Read Zeno's Conscience Page 23


  She said: “Every day at this hour I study. It would happen that today I had to work on that urgent task!”

  “But can’t you see that I don’t care a thing about your singing?” I shouted, and I assailed her with a violent embrace that drove me to kiss her first on the mouth, then at once on the same spot where I had kissed her the day before.

  Strange! She burst into floods of tears and pulled away from me. She said, sobbing, that she had suffered too much, seeing me come in like that. She wept with that self-compassion usual in those who see their suffering sympathized with. The tears are produced not by grief, but by their own story. One weeps when one protests against injustice. It was, in fact, unjust to impose studying on that beautiful girl who could be kissed.

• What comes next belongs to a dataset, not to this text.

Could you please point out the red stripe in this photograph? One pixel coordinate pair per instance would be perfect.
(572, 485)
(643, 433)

  All in all, things went worse than I had imagined. I had to explain myself, and to be brief, I didn’t allow myself the time required for invention, and I told the exact truth. I told her of my impatience to see her and to kiss her. I had decided to come to her early; I had even passed the night with that determination. Naturally I was unable to say what I had imagined happening when I came to her, but that was of scant importance. It was true that when I was determined to come and tell her I meant to abandon her forever, I had felt the same painful impatience as when I was rushing to her to take her into my arms. Then I told her about the events of the morning, and how my wife had made me go out with her and had taken me to my father-in-law’s, where I was forced to listen to their discussion of business matters that didn’t affect me. Finally, with great effort, I manage to free myself and hurry all the long way here—and what do I find? … The room all cluttered with that sheet!

  Carla burst out laughing because she realized that there was nothing of Copier in me. On her lovely face that laughter seemed a rainbow, and I kissed her again. She didn’t respond to my caresses, but she accepted them meekly, an attitude I adore perhaps because I love the weaker sex in direct proportion to its weakness. For the first time she told me she had learned from Copier that I loved my wife very much.

  “Therefore,” she added, and I saw the shadow of a serious purpose pass over her face, “between the two of us there can be a sincere friendship and nothing more.”

  I had little faith in that very wise determination, because the same mouth that uttered it could not even then evade my kisses.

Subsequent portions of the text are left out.